Monkey Boy Metaphors and Similes

The First Kiss

The narrator's first kiss experience does not go well, leaving him searching for metaphorical imagery to describe his emotional state. "I sat stiffly in my seat as if trapped behind the steering wheel in an invisible car crash...I felt as if I'd walked out of myself, leaving behind an eviscerated." This is the kind of language that is only reserved for those awful childhood experiences that linger into adulthood. Indeed, so traumatic is his first kiss that it follows him throughout life.

The Second Kiss

The traumatic effects that follow him through his life is not just left to the imagination.
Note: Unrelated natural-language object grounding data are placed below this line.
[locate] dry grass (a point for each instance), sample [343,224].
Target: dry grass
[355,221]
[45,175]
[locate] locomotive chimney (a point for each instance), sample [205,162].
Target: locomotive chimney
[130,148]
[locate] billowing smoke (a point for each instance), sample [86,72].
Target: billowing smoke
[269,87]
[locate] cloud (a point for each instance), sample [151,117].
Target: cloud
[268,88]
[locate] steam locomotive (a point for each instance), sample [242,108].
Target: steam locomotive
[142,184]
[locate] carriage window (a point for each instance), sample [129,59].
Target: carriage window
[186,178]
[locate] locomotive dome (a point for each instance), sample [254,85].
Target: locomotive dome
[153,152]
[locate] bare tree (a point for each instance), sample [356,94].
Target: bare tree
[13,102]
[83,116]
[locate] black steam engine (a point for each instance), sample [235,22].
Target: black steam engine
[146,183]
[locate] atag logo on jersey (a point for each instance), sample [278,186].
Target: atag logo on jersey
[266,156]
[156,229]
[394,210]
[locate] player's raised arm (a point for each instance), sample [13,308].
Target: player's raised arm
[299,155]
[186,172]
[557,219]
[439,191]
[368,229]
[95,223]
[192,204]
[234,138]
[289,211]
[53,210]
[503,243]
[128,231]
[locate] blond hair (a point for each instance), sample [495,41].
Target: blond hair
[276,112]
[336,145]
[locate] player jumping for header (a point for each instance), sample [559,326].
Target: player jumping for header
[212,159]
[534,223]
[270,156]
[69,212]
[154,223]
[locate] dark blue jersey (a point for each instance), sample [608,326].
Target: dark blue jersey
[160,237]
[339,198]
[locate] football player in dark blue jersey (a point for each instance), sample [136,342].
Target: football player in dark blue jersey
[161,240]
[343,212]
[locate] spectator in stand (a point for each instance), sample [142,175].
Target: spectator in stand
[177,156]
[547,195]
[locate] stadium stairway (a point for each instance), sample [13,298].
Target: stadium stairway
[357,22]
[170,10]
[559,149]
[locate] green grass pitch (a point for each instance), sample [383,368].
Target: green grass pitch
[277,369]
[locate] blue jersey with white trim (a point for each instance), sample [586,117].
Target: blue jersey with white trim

The narrator's second kiss is haunted by the memories of the first. "It's plagued me ever since, coming back like malaria, adrenalized terror and misery swarming through me, hands shaking." Again, this language is not just metaphorical, but also literal to a certain degree. In the sense that he will be plagued by the successive failures of each disappointment. The comparison to a recurring disease is particularly apt.

Ian

That nightmare of a first kiss is just as much the fault of the girl's boyfriend, Ian, as it is hers. The narrator later describes him as the "Sandy Koufax of Jewish bullies." Koufax was a pitcher for the Los Angeles Dodgers in the 1960s who threw a then-record four no-hitters over the course of a prematurely shortened career. The joke of this metaphor flies right over the head of the woman he says it to and is likely not to be understood by a good many readers.

Fatherly Advice

The narrator's father is an abusive failure who is given to spouting useless paternal advice. "You can't hide not having any character, Sonny Boy. If you don't have any, it always shows. Like a hypochondriac trying to check his pulse but unable to find it." While his dad may not have any useful advice, he certainly has a talent for framing it in figurative language. And yet, ultimately, it is still meaningless. The simile that tries to establish a comparative quality between a hypochondriac actively looking for a pulse that obviously exists and a person who has no character to find is tenuous if not spurious.

Morning Commute

The present-day premise of the novel is a three-day trip to Boston so that protagonist can visit his mother who is in a living care facility. "The subway ride into Manhattan doesn't fully belong to the awoken world either...a few homeless men sleeping across the seats, blankets so blackened they look made of cast iron; it's like this train is transporting exhausted spirit miners out of a supernatural mine." The trip includes this early morning commute that is more like a trip to the Underworld. The idea of a mining optimism and energy like precious raw materials is especially powerful.